It is easily to install Modin dependencies and modin's execution engines using pip
.
The easy way is to install the whole library and engines.
pip install modin[all]
You can just intall Modin dependencies and ray to run Modin on Ray.
pip install modin[ray]
Or just install Modin dependencies and Dask to run on Dask.
pip install modin[dask]
Or just install Modin dependencies and unidist to run on unidist.
pip install modin[unidist]
To continue using your existing pandas code, just replace the line import pandas as pd
with import modin.pandas as pd
.
# import pandas as pd
import modin.pandas as pd
Modin also allows you to specify which engine to use for computation with environment variable MODIN_ENGINE
within a notebook/interpreter before you import Modin. Don't run it now, and we will run it when we use it, say in the examples 5 and 6 below.
import os
os.environ["MODIN_ENGINE"] = "ray" # Modin uses Ray
os.environ["MODIN_ENGINE"] = "dask" # Modin uses Dask
os.environ["MODIN_ENGINE"] = "unidist" # Modin will use Unidist
os.environ["UNIDIST_BACKEND"] = "mpi" # Unidist will use MPI backend
The second method is to use modin_cfg
or unidist_cfg
methods.
import modin.config as modin_cfg
import unidist.config as unidist_cfg
modin_cfg.Engine.put("ray") # Modin will use Ray
modin_cfg.Engine.put("dask") # Modin will use Dask
modin_cfg.Engine.put('unidist') # Modin will use Unidist
unidist_cfg.Backend.put('mpi') # Unidist will use MPI backend
To compare the speed of reading data using Pandas, Modin, Modin(Ray) and Modin(Dask), we use the time module of the standard Python library to calculate the data loading time.

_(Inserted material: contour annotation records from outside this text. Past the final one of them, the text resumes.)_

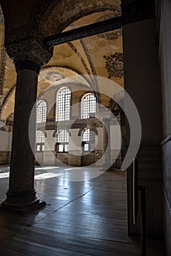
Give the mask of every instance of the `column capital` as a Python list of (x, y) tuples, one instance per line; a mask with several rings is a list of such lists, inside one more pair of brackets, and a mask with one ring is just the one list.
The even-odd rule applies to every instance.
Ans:
[(42, 66), (53, 56), (53, 48), (48, 48), (35, 39), (28, 39), (6, 45), (9, 56), (14, 60), (16, 70), (31, 69), (39, 73)]

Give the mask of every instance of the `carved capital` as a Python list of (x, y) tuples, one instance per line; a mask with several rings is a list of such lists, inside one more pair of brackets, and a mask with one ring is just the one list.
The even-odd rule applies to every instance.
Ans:
[(39, 72), (53, 56), (53, 48), (29, 39), (6, 45), (9, 56), (14, 60), (16, 69), (29, 69)]

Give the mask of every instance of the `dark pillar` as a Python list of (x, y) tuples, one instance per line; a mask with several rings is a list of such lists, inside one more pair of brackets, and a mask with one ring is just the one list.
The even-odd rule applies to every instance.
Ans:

You can also use %time
or %%time
instead in the Jupyter notebook to show the time of running a code snippet.
We will use three .csv
files in the yellow_taxi_data
folder in the current working directory.
import glob
path = './yellow_taxi_data'
files = glob.glob(path + "/*.csv")
files
['./yellow_taxi_data\\yellow_tripdata_2019-01.csv', './yellow_taxi_data\\yellow_tripdata_2019-02.csv', './yellow_taxi_data\\yellow_tripdata_2019-03.csv']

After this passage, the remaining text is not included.